The heavy-metal band Scorpions is coming to town next month, and officials want to make sure there is no repeat of the trampling that killed three people at an AC/DC concert Friday night.
Hours after Salt Lake County Commission Chairman Jim Bradley expressed concern Tuesday about the Feb. 24 concert that is expected to fill the Salt Palace, officials from Spectacor, the company that runs the facility, announced it will place seats on the floor of the arena and will sell no general-admission tickets.Seats also will be on the floor for every other concert until an investigation into the deaths is completed, officials said, including the Stephen Stills concert scheduled for Thursday. Individuals who purchased general admission tickets for the Stills concert must exchange them for reserved seating tickets.
Some people have blamed the "festival seating" arrangement, in which concertgoers are allowed to roam freely on the arena floor, for the trampling deaths of Curtis Child, 14, of Logan, Jimmy Boyd, 14, of Salt Lake City, and Elizabeth Glausi, 19, a Brigham Young University student. They were pinned beneath a pile of people when thousands surged toward the stage.
Among those concerned about the seating arrangement is Tom Godfrey, chairman of the Salt Lake City Council. He wants to outlaw festival seating at the Salt Palace.
"I teach high school kids," he said. "The game plan (at concerts) is as soon as the lights are dimmed, they all charge up front. That's a given procedure.
"Even if this tragedy hadn't occurred, we need to do something to keep it from ever occurring."
But Mayor Palmer DePaulis urged caution, saying it is wrong to blame festival seating until the investigation is completed. "Something else may have been the problem," he said.
Bradley, in a meeting with reporters Tuesday morning, also was cautious in blaming the lack of seats. He said seats on an arena floor do not guarantee safety.
"In L.A. they put seats on the floor and the kids throw the seats aside," Bradley said. "They become lethal objects. Seating alone is not the solution."
Meanwhile, ATCO Records in New York City issued a statement on behalf of AC/DC Tuesday, expressing concern and sympathy for the families of the victims.
The band also denied reports from witnesses that it continued playing despite being asked to stop when the incident occurred.
"Nothing could be further from the truth," the statement said. "AC/DC has cooperated fully with Salt Lake officials investigating the circumstances of this tragedy and will continue to do so. The events of this calamity occurred in a very quick time frame. Once the gravity of the situation was communicated to the band, they immediately discontinued their performance."

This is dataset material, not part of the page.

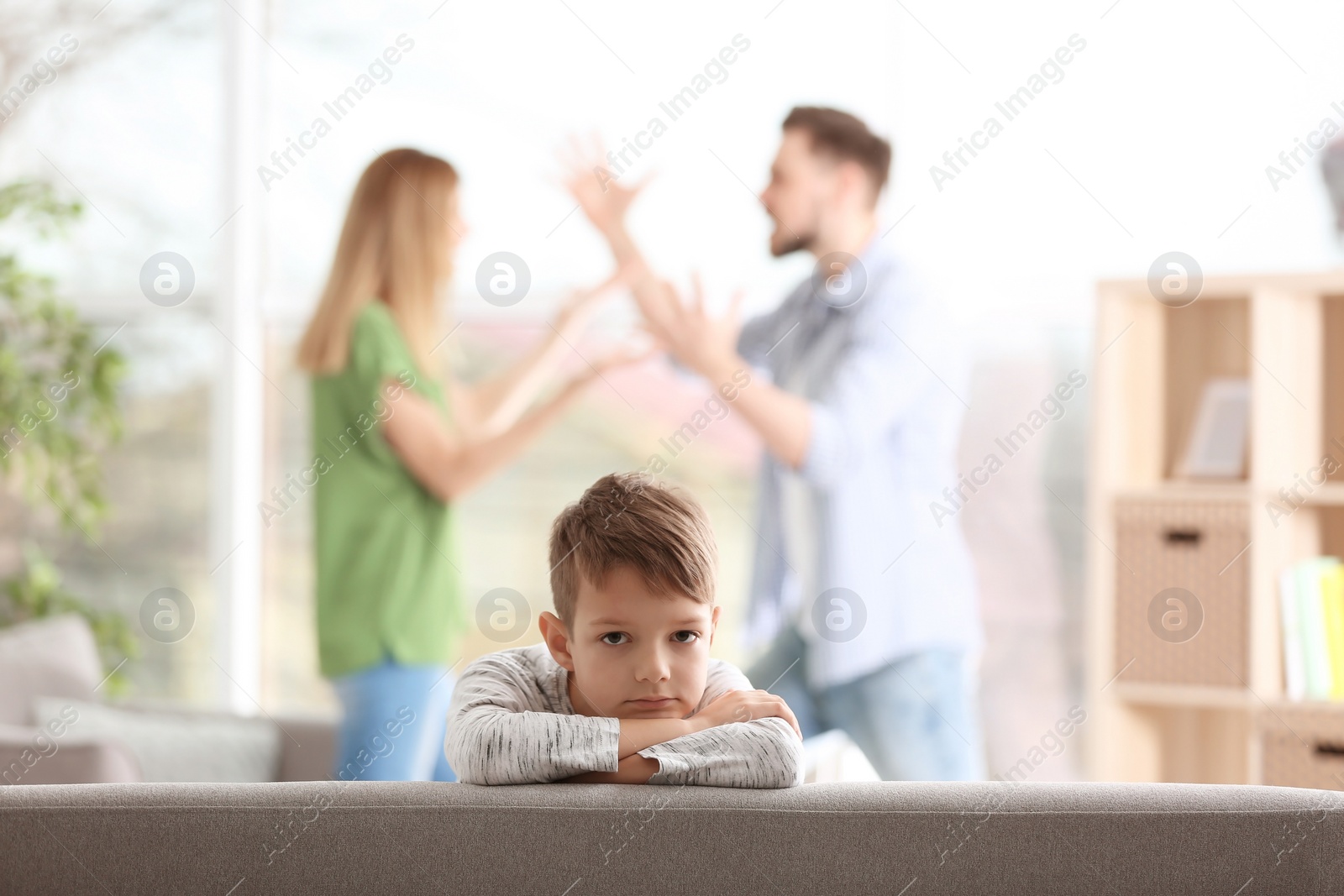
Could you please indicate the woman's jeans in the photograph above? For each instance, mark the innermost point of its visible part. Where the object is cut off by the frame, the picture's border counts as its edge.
(914, 718)
(394, 725)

The statement said lead-singer Brian Johnson appealed to the crowd to clear the area. The band decided to continue the concert after consulting with the fire marshal.
"This decision was motivated in order to maintain calm and order among the thousands of fans who were unaware of what had occurred."
Officials from Spectacor said Tuesday they are reserving comment on what happened during the concert until they have collected facts.
"Part of the reason we haven't said anything is there's so much conflicting information out there," said Eric Yailler, director of marketing.
Bradley said he does not want to cancel all heavy-metal concerts. "Something is happening with youths. They need to feel part of a movement, part of an event. I don't totally understand. It doesn't just happen at AC/DC concerts. It happens at British soccer games."
Other than cancelling all concerts, Bradley said he believes the county has two options when it comes to dealing with seating arrangements. It can put seats on the floor or it can ban all people from the floor.
Meanwhile, Salt Lake County Attorney David Yocom said he will review the interviews done by his staff and by Salt Lake police before deciding how to proceed with the investigation.
The crowd of 13,294 at the concert was 626 below arena capacity, according to Spectacor. Officials said the staff included 203 security people.
Local concert promoter Scott Arnold said a blanket ban on festival seating at all concerts would be short-sighted and reactionary.
"People will not stay seated whether they have seats or not," he said. "Rock music by and large is geared for people to get up and dance."
Although Arnold said the deaths are extremely tragic and unfortunate, he hopes those investigating the incident and the policy of festival seating will look at all aspects before making a decision.
"There's a big distinction between big arena shows and small and medium-sized shows, which is what I specialize in. It's easier to control," he said.
Several of Arnold's shows in the upcoming weeks are scheduled at the State Fairpark Horticulture Building and all tickets are general admission.
Another thing to remember is that not all concert crowds are going to act in the same way, Arnold said. Many people see no distinction between hard rock, heavy metal, modern music, rap and other bands, but each type of band attracts a different kind of audience. And heavy metal bands such as AC/DC attract some of the most difficult kinds of audiences to control, he said.
"There are certain distinctions that need to be taken into account and different kinds of audiences."
Financially, a ban on festival seating could seriously hurt his business and future concerts in general. "Maybe it would put me out of business. I don't know," Arnold said.